2251.6SchematicFOO::BHAVNANISYS$UNWIND - laid back VMSFri Jun 28 1991 13:1936
	This should do it.  Note the "X" means the connections don't
	meet; they overlap.  R1 is an 820ohm resistor.  D1 is the LED.
	Remember to observe the LED polarity.  The band on the LED is
	connected to 0V.

	Basically, S1, S2 and S3 make up a 3PDT (3 pole double throw)
	switch.  In the "A" position,

	   S1 powers the preamp and the LED
	   S2 selects the acoustic input
	   S3 selects the pre-amp output

	In the "B" position,

	   S1 disconnects the battery
	   S2 selects the electric input
	   S3 selects the pre-amp input

                                         S1     A
 +---------------------+-----------------O====o---------------o 9V
 |                     | 9V                   o B
[R]                ____+____
[1]                |       | IN          S2     A
 |     OUT o--+----+  Pre  +----------+--O====o---------------o Acoustic I/P
 V            |    |  Amp  |          |       o---------------o Electric I/P
 - D1         |    ----+----          |         B
 |            |        | 0V           |
 |            |        |              |
 |            |        |    S3   A    |
 |            +--------X----O====o    |
 |                     |         o----+
 |                     |         B
 |                     |
 +---------------------+--------------------------------------o 0V

	/ravi
2251.7almost got itTOOK::SUDAMALiving is easy with eyes closed...Fri Jun 28 1991 14:0627
    Thanks, Ravi, I can follow this.
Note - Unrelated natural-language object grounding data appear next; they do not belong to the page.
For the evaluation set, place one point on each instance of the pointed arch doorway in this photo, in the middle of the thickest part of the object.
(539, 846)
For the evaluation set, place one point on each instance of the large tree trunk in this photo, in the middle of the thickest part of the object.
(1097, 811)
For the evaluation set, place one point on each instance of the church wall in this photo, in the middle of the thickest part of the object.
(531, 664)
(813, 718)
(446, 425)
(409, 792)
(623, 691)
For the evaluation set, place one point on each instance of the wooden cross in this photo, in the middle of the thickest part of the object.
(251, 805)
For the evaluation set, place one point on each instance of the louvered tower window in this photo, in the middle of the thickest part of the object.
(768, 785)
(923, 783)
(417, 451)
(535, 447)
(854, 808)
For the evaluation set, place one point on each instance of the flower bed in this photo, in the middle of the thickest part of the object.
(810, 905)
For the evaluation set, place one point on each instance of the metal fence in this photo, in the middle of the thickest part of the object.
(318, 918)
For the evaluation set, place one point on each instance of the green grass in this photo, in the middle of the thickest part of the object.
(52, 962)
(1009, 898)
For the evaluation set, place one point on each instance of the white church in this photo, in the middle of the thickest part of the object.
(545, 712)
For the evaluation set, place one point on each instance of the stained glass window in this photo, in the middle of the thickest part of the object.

I was beginning to wonder if my
    problem was that you couldn't actually tie - on the battery to ground,
    but that doesn't seem to be the problem. However, what I incorrectly
    described as a 3-pole switch before, I've come to realize is actually a
    2-pole switch. Would it be possible to adapt your schematic as follows,
    or do I really have to get a 3-pole switch? And if I do need a 3-pole
    switch, any ideas on where I can find a heavy duty footswitch of that
    nature that would stand up to stomp box-type treatment?
    
                                         S1     A
 +---------------------+-----------------O====o---------------o 9V
 |                     | 9V                   o B
[R]                ____+____
[1]                |       | IN          S2     A
 |     OUT o--+----+  Pre  +-------------O====o---------------o Acoustic I/P
 V            |    |  Amp  |                  o---------------o Electric I/P
 - D1         |    ----+----                  | B
 |            |        | 0V                   |
 |            |        |                      |
 |            |        |                      |
 |            +--------X----------------------+
 |                     |
 |                     |
 |                     |
 +---------------------+--------------------------------------o 0V
    
    - Ram
2251.8CMOS switchFOO::BHAVNANISYS$UNWIND - laid back VMSTue Jul 02 1991 14:2218
	Ram,

	There may be a problem with your config - the O/P of your box
	always sees the elctric guitar I/P.  If you short the electric
	I/P (to kill it), you'd also be shorting the O/P of your pre-amp.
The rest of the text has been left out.